Ever wonder what it’d cost to study how people tweet after terrorist attacks? Neither did any other sane person on the planet.
But the federal government did – and it cost about $178k.
The National Science Foundation just handed over $178,055 to Cornell University to study social media posts following terrorist attacks. I’m still not sure why, other than they’re supposedly tracking “collective sensemaking” and people’s “longer term attitudes toward the threat of terrorism.”
I couldn’t make this up if I tried, so here’s a chunk of the grant description:
This project utilizes the social media data to investigate the reactions of individuals located in Paris during the November 2015 attacks. It analyzes both their immediate social and emotional reactions to the attacks as well as longer-term changes in their communication behavior. The investigation focuses on three questions. First, in immediate response to the attacks, how, and how effectively, did improvised logistical communications, such as the use of the #PorteOuverte hashtag offering shelter to strangers, emerge in the chaotic and emotional context of the attack aftermath. Second, what effect did attention by individuals to different aspects of the attack, such as particular news stories, the role of different ethnic groups, or other salient aspects of social media discussion after the attacks influence their longer term attitudes toward the threat of terrorism. Third, how and to what extent did government authorities and professional news outlets sway this public attention both broadly and for specific social communities.

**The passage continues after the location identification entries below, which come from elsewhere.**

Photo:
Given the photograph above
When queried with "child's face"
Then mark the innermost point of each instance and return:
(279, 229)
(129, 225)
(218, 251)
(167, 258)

This research outcome will both improve responses to specific terrorist attacks as well as enhance public understanding of the specific means through which terrorism wields social influence.
The project advances the theoretical study of collective sensemaking, understood here as the emergent, communal attempt to cognitively understand, emotionally accept, and logistically respond to surprising, disruptive events. The project addresses collective sensemaking in a novel way by focusing on both temporal and subject based differences.
The only goal outlined in the project description is to achieve “a greatly improved understanding of both the immediate and longer-term behavioral responses of citizens to a terrorist attack.” There's no mention of what they're going to do with this information, or how it benefits the public that's so generously paying for it, but oh well.
The important thing here is that it apparently takes $178k to figure out that people are collectively shocked and saddened when someone sets off a bomb.
Your tax dollars at work, ladies and gentlemen. Because with $19.3 trillion in debt borrowed from our grandkids, we’ve clearly got money to burn.